We will plot the corn yields over time. First, we need the data by downloading the file: usda_i_state_corn_yields_cleaned.csv.

Follow the code below to get the recent (after year 2000) corn yields from Idaho.

df <- read.csv("usda_i_state_corn_yields_cleaned.csv")
states <- df$state_name
years <- df$year
is_idaho <- states == "IDAHO"
after_2000 <- years > 2000

idaho <- df[is_idaho & after_2000, ]
dim(idaho)

A quick summary of the code above is:

Plotting

Data visualization is a field in itself so we will only cover the basics for scatter plots, using the plot() function.

plot(idaho$year, idaho$yield_bu_per_ac)

The code above generates a scatter plot where each point’s x value is the year of the record and its y value is the yield_bu_per_ac of the record. Yield is the amount of corn produced (in units of bushels, shortened as bu) over the area required to produce it (in units of acres, shortened as ac). This should produce a plot like below:

idaho_after_2000_no_label

What to notice:

Exercises

Axis labels and titles

The first thing to modify about a plot is the axis labels and title.

plot(idaho$year, idaho$yield_bu_per_ac,
     xlab='Year', ylab='Yield (bu/ac)',
     main='Idaho Corn Yields have Increased Since 2000')

idaho_after_2000_labeled

What to notice:

Overlaying data with points()

A common operation is to compare data across different sources on the same plot. We will add the data from Illinois to our plot above using points()

is_illinois <- states == "ILLINOIS"
after_2000 <- years > 2000

illinois <- df[is_illinois & after_2000, ]

plot(idaho$year, idaho$yield_bu_per_ac,
     xlab='Year', ylab='Yield (bu/ac)',
     main='Idaho Corn Yields have Increased Since 2000',
     col="blue")
points(illinois$year, illinois$yield_bu_per_ac,
       col="red")

idaho_with_illinois_after_2000

What to notice?

Exercises

Range of data

If you quickly check the range of the Illinois data, you’ll notice that its lowest value is much lower than the Idaho values. This suggests that the plot above is censoring some of the data because its range is limited by the Idaho data.

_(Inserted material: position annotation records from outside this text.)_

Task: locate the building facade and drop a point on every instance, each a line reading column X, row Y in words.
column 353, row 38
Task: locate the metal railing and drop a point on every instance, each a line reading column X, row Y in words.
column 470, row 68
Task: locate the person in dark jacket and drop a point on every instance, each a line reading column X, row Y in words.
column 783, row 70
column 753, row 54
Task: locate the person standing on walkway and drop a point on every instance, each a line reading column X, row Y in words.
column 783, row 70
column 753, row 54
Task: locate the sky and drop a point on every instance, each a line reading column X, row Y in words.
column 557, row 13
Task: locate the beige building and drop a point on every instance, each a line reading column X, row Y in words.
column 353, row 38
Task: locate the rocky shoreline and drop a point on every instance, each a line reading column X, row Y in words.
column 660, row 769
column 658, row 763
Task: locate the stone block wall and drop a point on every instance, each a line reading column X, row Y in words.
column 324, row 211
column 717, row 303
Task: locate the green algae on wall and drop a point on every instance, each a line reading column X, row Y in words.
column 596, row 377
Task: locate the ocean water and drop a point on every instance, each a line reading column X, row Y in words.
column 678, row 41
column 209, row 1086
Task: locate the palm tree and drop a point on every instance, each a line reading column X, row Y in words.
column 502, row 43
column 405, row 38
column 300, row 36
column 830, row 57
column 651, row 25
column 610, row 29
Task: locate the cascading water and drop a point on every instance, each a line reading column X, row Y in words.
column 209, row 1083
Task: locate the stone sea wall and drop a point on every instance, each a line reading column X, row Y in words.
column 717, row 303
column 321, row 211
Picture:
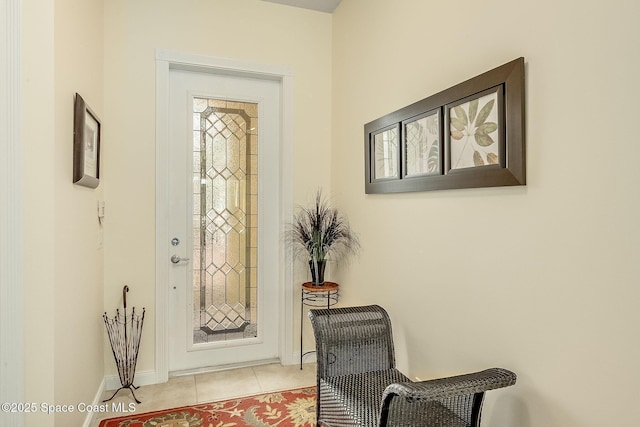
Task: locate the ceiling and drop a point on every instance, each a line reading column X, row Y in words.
column 327, row 6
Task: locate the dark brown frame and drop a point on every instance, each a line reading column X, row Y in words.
column 508, row 80
column 82, row 114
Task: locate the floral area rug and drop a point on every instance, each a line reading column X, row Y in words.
column 291, row 408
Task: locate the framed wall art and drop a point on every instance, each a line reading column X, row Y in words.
column 86, row 145
column 470, row 135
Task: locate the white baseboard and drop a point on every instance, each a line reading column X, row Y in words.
column 112, row 382
column 96, row 401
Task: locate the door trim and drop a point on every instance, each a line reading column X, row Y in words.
column 165, row 61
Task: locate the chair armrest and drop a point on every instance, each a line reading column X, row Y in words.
column 351, row 340
column 440, row 388
column 443, row 388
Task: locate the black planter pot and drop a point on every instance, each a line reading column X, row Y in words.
column 317, row 276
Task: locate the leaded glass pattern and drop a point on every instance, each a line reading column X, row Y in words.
column 225, row 217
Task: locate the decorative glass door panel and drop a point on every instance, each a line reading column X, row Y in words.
column 225, row 219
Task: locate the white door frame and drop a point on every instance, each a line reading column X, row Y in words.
column 11, row 279
column 166, row 60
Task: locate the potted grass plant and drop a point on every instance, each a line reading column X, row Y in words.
column 321, row 232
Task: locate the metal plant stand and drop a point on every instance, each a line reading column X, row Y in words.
column 124, row 334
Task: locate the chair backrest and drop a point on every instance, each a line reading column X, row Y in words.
column 351, row 340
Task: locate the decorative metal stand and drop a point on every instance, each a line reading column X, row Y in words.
column 124, row 335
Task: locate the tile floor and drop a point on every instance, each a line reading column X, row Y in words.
column 208, row 387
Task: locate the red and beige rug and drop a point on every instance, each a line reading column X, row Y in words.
column 291, row 408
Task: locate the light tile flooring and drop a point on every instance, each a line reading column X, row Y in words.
column 209, row 387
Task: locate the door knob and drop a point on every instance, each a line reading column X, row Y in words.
column 176, row 259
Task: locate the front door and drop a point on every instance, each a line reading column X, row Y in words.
column 224, row 215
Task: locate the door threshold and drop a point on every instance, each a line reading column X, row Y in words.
column 209, row 369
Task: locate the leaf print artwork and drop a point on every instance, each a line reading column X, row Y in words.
column 474, row 126
column 422, row 146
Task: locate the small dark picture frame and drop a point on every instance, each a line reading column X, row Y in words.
column 86, row 145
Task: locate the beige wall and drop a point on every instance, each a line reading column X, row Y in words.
column 245, row 30
column 38, row 206
column 63, row 54
column 541, row 279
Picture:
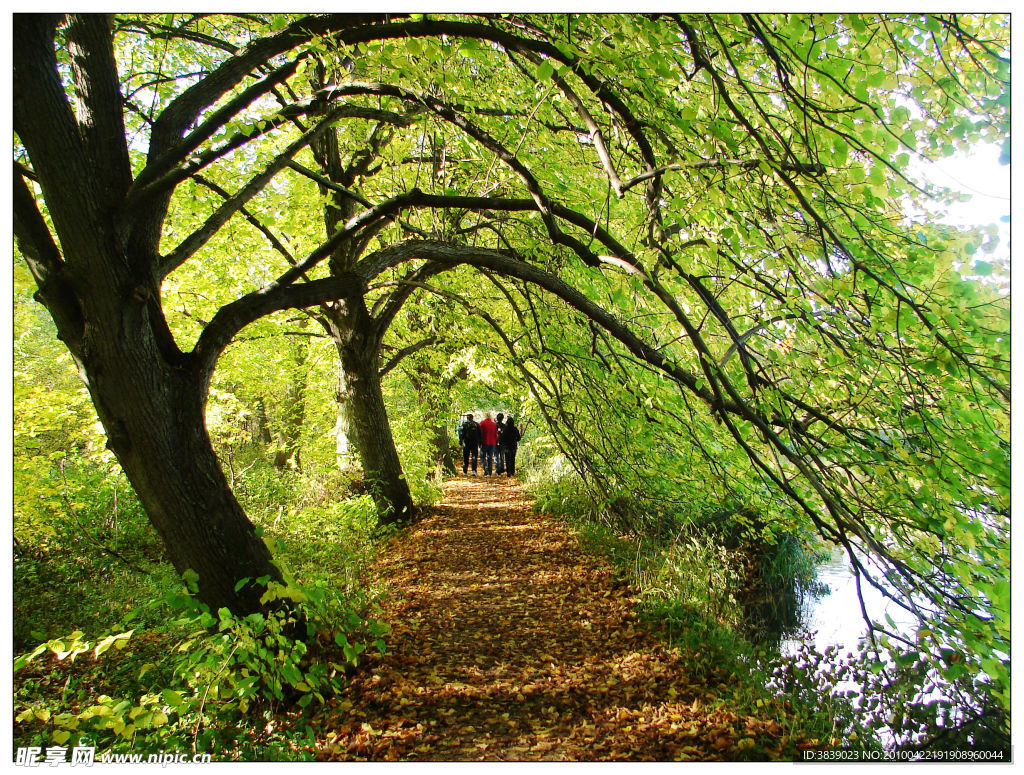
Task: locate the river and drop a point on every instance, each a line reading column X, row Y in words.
column 835, row 618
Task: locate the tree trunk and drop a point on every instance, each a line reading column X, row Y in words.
column 102, row 290
column 365, row 416
column 293, row 414
column 154, row 416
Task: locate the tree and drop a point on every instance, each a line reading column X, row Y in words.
column 715, row 202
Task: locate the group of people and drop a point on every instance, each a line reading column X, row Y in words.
column 495, row 442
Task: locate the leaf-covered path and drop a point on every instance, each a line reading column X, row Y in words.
column 509, row 642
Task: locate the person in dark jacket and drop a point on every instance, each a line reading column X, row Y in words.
column 510, row 442
column 488, row 442
column 500, row 450
column 469, row 437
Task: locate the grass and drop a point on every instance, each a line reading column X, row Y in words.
column 179, row 679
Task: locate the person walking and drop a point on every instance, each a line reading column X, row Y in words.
column 488, row 440
column 510, row 440
column 469, row 437
column 500, row 450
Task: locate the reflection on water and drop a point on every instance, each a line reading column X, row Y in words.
column 835, row 618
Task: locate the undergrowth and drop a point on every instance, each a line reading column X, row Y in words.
column 131, row 661
column 699, row 588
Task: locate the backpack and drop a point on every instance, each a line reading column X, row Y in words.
column 469, row 434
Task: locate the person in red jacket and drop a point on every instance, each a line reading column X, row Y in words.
column 488, row 442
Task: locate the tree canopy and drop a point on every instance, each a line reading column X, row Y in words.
column 684, row 239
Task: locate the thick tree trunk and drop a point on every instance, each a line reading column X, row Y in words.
column 102, row 291
column 361, row 402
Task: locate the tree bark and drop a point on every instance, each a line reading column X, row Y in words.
column 361, row 403
column 293, row 413
column 103, row 298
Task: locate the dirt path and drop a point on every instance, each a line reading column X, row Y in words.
column 510, row 643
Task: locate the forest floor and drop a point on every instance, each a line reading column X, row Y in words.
column 510, row 642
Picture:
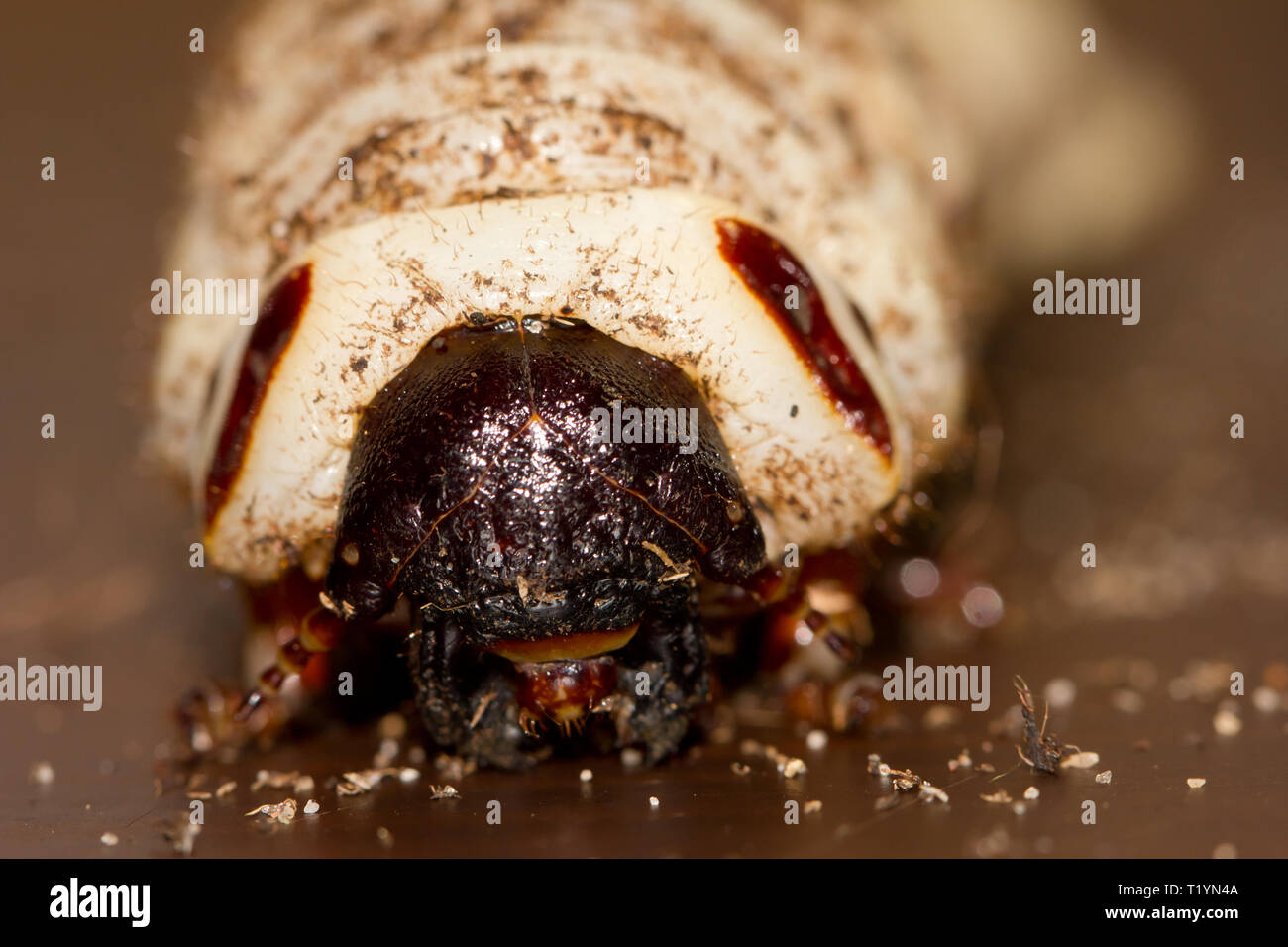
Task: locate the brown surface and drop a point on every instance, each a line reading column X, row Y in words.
column 1115, row 436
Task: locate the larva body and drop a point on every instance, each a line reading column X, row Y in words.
column 487, row 230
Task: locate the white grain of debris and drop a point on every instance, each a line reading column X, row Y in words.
column 1086, row 759
column 932, row 793
column 282, row 812
column 1227, row 723
column 793, row 767
column 393, row 725
column 1266, row 699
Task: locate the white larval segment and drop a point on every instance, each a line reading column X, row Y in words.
column 642, row 265
column 829, row 147
column 820, row 145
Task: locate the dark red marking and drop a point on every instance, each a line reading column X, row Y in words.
column 768, row 268
column 273, row 330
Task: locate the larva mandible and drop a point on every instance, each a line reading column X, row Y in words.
column 507, row 244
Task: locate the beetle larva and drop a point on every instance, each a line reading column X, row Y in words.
column 578, row 311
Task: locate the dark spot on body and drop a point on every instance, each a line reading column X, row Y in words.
column 768, row 269
column 273, row 330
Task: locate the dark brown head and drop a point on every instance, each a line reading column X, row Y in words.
column 542, row 495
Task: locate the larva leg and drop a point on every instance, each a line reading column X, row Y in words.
column 287, row 620
column 480, row 719
column 677, row 677
column 318, row 633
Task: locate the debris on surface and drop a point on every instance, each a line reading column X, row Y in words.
column 1227, row 723
column 274, row 779
column 887, row 801
column 1060, row 693
column 360, row 781
column 393, row 725
column 181, row 832
column 454, row 768
column 789, row 766
column 939, row 716
column 1041, row 751
column 1127, row 701
column 281, row 812
column 1085, row 759
column 386, row 754
column 932, row 793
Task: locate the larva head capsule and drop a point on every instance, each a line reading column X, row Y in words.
column 546, row 499
column 545, row 423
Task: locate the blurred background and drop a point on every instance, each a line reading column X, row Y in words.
column 1112, row 436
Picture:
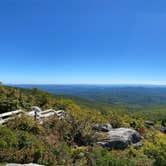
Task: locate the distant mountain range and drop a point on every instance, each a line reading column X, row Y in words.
column 132, row 97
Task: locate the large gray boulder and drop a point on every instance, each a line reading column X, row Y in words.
column 102, row 127
column 120, row 138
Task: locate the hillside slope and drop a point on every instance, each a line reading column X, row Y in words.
column 72, row 141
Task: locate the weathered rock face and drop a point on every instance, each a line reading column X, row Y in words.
column 149, row 124
column 120, row 138
column 104, row 127
column 31, row 164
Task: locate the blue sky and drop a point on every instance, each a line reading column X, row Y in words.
column 83, row 41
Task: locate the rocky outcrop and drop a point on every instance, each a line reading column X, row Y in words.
column 103, row 127
column 149, row 124
column 120, row 138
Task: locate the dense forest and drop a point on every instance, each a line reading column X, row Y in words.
column 72, row 140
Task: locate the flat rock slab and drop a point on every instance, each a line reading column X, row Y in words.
column 120, row 138
column 31, row 164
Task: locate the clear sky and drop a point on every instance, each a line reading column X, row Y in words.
column 83, row 41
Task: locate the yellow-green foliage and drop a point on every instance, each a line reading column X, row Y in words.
column 71, row 141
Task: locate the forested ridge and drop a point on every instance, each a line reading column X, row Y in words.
column 72, row 141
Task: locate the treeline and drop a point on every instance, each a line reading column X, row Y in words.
column 71, row 141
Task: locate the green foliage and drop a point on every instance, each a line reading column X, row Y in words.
column 71, row 141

Turns out plot() allows you to tweak the range of the plot with arguments xlim and ylim:

all_y_data <- c(idaho$yield_bu_per_ac, illinois$yield_bu_per_ac)
y_range <- range(all_y_data) # This is a vector of length 2

plot(idaho$year, idaho$yield_bu_per_ac,
     xlab='Year', ylab='Yield (bu/ac)',
     main='Idaho Corn Yields have Increased Since 2000',
     col="blue", ylim=y_range)
points(illinois$year, illinois$yield_bu_per_ac,
       col="red")

plot with corrected range

What to notice?

Starting with an empty plot

A common plot strategy is to start with an empty plot, then add points() from different sources.

x_range <- range(idaho$year)

plot(1, type="n",
     xlab='Year', ylab='Yield (bu/ac)',
     main='Idaho Corn Yields have Increased Since 2000',
     xlim=x_range, ylim=y_range)
points(idaho$year, idaho$yield_bu_per_ac,
       col="blue", pch=16)
points(illinois$year, illinois$yield_bu_per_ac,
       col="red", pch=15)

Notice that the function call to points() is slightly repetitive which can be done with a for-loop later.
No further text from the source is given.